Instead, we’ve paid with our data. We’ve paid with our consumer profiles, locations, friend lists and more. It’s a payment that, in many ways, we never see. We don’t always recognize the tailor-made ads popping up in our feeds. Instead, it takes a cultural shock, like this Cambridge Analytica scandal, for people to realize what we’ve given up.
Per a class assignment, I’m supposed to analyze Zuckerberg’s apology here. On first read, it sounds great. He explains the timeline, takes responsibility as a leader, points out the changes Facebook has made, all of it. Seems fine, right?
Except he never says I’m sorry.
He never really apologizes, or even pretends it’s an apology. Instead, it’s presented as merely an update. While acknowledging that Facebook made mistakes, he doesn’t specify what they were. He admits that there’s a breach of trust between Facebook and its users, but he doesn’t say it’s Facebook’s fault. Instead he simply says he wants to fix it.
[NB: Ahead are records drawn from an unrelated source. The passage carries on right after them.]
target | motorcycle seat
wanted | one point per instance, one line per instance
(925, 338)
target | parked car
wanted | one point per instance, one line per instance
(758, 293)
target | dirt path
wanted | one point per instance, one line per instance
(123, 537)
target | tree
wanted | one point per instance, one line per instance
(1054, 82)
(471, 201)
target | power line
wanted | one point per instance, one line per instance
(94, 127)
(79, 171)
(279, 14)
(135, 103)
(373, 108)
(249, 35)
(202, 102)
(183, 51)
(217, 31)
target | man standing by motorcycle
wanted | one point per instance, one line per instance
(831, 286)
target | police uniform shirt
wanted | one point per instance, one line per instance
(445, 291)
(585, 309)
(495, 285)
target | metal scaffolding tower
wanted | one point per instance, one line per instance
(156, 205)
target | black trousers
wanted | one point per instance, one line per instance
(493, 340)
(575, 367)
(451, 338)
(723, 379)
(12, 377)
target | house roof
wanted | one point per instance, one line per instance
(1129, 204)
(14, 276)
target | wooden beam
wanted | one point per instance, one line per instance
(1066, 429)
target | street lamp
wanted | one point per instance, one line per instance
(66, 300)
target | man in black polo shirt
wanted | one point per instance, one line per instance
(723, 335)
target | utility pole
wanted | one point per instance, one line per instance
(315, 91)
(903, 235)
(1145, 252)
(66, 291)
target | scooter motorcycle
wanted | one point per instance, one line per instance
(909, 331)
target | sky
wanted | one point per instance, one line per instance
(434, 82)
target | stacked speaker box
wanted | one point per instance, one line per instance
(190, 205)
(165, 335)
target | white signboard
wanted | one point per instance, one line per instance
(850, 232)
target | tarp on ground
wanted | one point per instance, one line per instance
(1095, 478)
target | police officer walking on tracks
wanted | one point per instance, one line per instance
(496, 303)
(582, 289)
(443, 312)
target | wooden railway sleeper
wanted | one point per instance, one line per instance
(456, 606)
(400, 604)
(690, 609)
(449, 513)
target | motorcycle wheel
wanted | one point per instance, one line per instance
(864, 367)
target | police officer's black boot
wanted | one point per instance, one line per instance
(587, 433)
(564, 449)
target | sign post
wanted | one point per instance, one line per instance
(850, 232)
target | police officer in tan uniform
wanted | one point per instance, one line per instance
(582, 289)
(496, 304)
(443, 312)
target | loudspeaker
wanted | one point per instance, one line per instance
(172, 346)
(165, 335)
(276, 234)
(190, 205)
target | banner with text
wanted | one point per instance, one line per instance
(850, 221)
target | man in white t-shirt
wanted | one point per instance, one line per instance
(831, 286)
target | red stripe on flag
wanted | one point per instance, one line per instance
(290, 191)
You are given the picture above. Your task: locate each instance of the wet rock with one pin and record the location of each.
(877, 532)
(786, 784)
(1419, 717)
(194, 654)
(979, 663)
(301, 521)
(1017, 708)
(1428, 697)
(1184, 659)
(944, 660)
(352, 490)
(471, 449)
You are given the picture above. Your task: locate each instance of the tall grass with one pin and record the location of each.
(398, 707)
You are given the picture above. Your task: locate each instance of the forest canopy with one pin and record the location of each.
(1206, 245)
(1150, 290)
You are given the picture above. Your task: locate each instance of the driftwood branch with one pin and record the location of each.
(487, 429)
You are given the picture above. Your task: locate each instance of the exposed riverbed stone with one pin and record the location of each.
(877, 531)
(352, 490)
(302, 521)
While I don’t know the legal situation (maybe he has a bigger reason for not admitting that Facebook’s privacy policies were too weak?), the apology rings hollow. He does well to point out the steps Facebook is taking to fix the issue (and the ones they’ve already taken), but without him taking more responsibility and expressing remorse at his own company’s actions, it’s not an apology.
There’s a quote that’s been floating around the internet for a while that I feel is particularly relevant here:
“If you’re not paying for something, you’re not the customer; you’re the product being sold.”